The kernel definition is exactly the same as the previous part of this tutorial. The only difference is in the graph to encode this 16 kernel four-phase filter.
At the graph level, all the kernels are first declared in a class:
class FIRGraph_4Kernels: public adf::graph
{
private:
kernel k[4][4];
public:
input_port in[4];
output_port out[4];
The constructor takes charge in the next operations. The first operation creates the kernels.
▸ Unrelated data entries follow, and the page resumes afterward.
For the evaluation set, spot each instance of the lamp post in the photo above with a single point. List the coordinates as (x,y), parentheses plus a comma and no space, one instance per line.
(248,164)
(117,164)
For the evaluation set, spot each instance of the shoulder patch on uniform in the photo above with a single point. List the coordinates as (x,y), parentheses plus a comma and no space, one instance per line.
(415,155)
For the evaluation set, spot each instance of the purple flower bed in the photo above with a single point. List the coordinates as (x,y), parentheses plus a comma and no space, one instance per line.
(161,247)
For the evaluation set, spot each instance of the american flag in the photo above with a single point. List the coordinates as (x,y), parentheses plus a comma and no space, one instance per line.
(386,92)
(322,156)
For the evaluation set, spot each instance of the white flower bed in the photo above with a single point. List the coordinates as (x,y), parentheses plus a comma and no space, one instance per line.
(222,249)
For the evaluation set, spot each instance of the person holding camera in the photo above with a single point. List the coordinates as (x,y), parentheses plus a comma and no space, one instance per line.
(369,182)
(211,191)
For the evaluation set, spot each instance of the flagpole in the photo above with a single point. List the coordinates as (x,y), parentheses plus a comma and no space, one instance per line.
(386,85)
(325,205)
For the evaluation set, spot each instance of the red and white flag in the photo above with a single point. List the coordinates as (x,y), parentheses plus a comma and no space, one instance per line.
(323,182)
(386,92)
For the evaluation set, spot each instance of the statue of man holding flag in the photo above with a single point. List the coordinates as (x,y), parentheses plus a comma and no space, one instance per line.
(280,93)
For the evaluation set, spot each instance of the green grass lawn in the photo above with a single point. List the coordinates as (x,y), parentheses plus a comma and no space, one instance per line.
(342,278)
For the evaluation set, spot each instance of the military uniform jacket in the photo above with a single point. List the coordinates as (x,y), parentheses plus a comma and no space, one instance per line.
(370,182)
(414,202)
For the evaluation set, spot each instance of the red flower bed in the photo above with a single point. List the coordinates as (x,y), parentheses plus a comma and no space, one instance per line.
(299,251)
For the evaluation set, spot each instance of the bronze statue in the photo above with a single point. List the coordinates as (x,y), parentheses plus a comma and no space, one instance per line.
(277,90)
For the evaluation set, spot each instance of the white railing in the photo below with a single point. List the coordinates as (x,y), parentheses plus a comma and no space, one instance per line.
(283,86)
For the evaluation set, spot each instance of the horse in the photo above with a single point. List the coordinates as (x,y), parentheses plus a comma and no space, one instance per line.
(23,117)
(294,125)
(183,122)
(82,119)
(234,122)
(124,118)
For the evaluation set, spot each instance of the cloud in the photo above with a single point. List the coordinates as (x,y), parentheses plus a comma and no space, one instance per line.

The following code defines the complete grid of 4x4 kernels:
FIRGraph_SSR4()
{
// k[N][0] is always the first in the cascade stream
// Topology of the TopGraph
//
// 3,3 3,2 3,1 3,0 <--
// --> 2,0 2,1 2,2 2,3
// 1,3 1,2 1,1 1,0 <--
// --> 0,0 0,1 0,2 0,3
k[0][0] = kernel::create_object<SingleStream::FIR_MultiKernel_cout<NUM_SAMPLES,SHIFT>>(taps4_p0);
k[0][1] = kernel::create_object<SingleStream::FIR_MultiKernel_cincout<NUM_SAMPLES,SHIFT>>(taps4_p1);
k[0][2] = kernel::create_object<SingleStream::FIR_MultiKernel_cincout<NUM_SAMPLES,SHIFT>>(taps4_p2);
k[0][3] = kernel::create_object<SingleStream::FIR_MultiKernel_cin<NUM_SAMPLES,SHIFT>>(taps4_p3);
.
.
.
k[3][0] = kernel::create_object<SingleStream::FIR_MultiKernel_cout<NUM_SAMPLES,SHIFT>>(taps4_p0);
k[3][1] = kernel::create_object<SingleStream::FIR_MultiKernel_cincout<NUM_SAMPLES,SHIFT>>(taps4_p3);
k[3][2] = kernel::create_object<SingleStream::FIR_MultiKernel_cincout<NUM_SAMPLES,SHIFT>>(taps4_p2);
k[3][3] = kernel::create_object<SingleStream::FIR_MultiKernel_cin<NUM_SAMPLES,SHIFT>>(taps4_p1);
The source and header locations are then defined for the AI Engine. You must also constrain the location of the first AI Engine in each row to help the placer work:
// Constraints: location of the first kernel in the cascade
for(int i=0;i<NPhases;i++)
{
int j = (i%2?28:25); // 25 on even rows and 28 on odd rows
location<kernel>(k[i][0]) = tile(j,i);
}
To shorten the place time by a few seconds, you can constrain the core location. A single constraint is necessary because the cascade connection constrains all the others:
// Constraints: location of the first kernel in the cascade
location<kernel>(k[0]) = tile(25,0);
All kernels must discard a specific number of elements. The initialization function handles this as it must occur beforehand. You can do this in a loop on the column and rows with two initialization functions:
SingleStream::FIRinit<0>SingleStream::FIRinit<1>
Finally, connect the kernels together with the cascade stream between them, and the input streams for all of them.
// Cascade Connections
for(int row=0;row<NPhases;row++)
{
for(int i=0;i<NPhases-1;i++) connect<cascade> (k[row][i].out[0],k[row][i+1].in[1]);
connect<stream> (k[row][3].out[0],out[row]);
}
// Input Streams connections and DMA FIFO constraints
for(int row = 0;row<NPhases;row++)
for(int col=0;col<NPhases;col++)
{
int col1 = (row%2?NPhases-col-1:col); // kernel col is inverted on odd rows
int fiforow = row; // Each Kernel is served by an independent FIFO
connect<stream> n0 (in[col],k[row][col1].in[0]);
fifo_depth(n0) = 512;
location<fifo>(n0) = dma_fifo(aie_tile, FirstCol+col, fiforow, 0x0000, 512);
}